The Ten Most Disturbing Things You Should Know About the FBI Since 9/11

By Matthew Harwood, Media Strategist, ACLU at 12:24pm

Next Tuesday, James Comey will have his first job interview for succeeding Robert Mueller as director of the FBI.

Members of the Senate Judiciary Committee will not only have the chance to determine whether Comey is qualified for the job—and we have our concerns—but an opportunity to examine what the FBI has become since 9/11 and whether it needs to change course over the next decade.

Over the past 12 years, the FBI has become a domestic intelligence agency with unprecedented power to peer into the lives of ordinary Americans and secretly amass data about people not suspected of any wrongdoing. The recent revelation about the FBI using the Patriot Act’s “business records provision” to track all U.S. telephone calls is only the latest in a long line of abuse stemming from the expanded powers granted to the bureau since September 2001.

These abuses and bad policies, however, do not get the attention they deserve, despite serious violations of people’s civil rights and liberties.
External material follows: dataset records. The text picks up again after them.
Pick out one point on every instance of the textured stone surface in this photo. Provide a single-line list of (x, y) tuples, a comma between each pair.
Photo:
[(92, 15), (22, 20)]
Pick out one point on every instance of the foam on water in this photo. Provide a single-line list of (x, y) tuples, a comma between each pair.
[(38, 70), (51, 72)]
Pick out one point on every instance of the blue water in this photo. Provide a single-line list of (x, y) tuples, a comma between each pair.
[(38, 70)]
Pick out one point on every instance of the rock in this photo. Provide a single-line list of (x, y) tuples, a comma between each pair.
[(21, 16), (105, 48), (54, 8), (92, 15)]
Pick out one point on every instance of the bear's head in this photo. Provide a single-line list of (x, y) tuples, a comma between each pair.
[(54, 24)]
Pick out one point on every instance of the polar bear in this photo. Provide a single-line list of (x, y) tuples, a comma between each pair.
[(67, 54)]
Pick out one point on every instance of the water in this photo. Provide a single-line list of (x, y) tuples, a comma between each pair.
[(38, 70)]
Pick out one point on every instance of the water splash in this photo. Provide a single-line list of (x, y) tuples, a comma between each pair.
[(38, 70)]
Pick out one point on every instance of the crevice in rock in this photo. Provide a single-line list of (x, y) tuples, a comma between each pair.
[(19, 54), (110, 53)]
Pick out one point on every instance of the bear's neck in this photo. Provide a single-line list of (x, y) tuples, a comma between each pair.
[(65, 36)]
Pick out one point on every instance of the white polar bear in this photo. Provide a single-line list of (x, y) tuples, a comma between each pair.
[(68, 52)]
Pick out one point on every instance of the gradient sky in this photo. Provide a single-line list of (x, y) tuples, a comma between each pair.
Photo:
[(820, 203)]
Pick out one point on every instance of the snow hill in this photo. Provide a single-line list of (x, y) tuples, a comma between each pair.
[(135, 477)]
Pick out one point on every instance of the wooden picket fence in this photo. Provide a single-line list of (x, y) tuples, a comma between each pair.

Since 9/11, the ACLU has learned of persistent FBI abuses, including domestic spying, racial and religious profiling, biased counterterrorism training materials, politically motivated investigations, abusive detention and interrogation practices, and misuse of the No-Fly List to recruit informants.

In the interest of highlighting the worst abuses that have occurred over the last 12 years, the ACLU has put together a factsheet, “The Ten Most Disturbing Things You Should Know About the FBI Since 9/11.” (Find a printable PDF version here.)

We hope Congress and the new FBI director, whoever it is, will use the information provided as a starting point to conduct a thorough evaluation of the FBI’s post-9/11 authorities, policies, and practices to identify and curb any and all activities that are illegal, ineffective, or prone to misuse.

The choice between our civil liberties and our security is a false one: we can be both safe and free.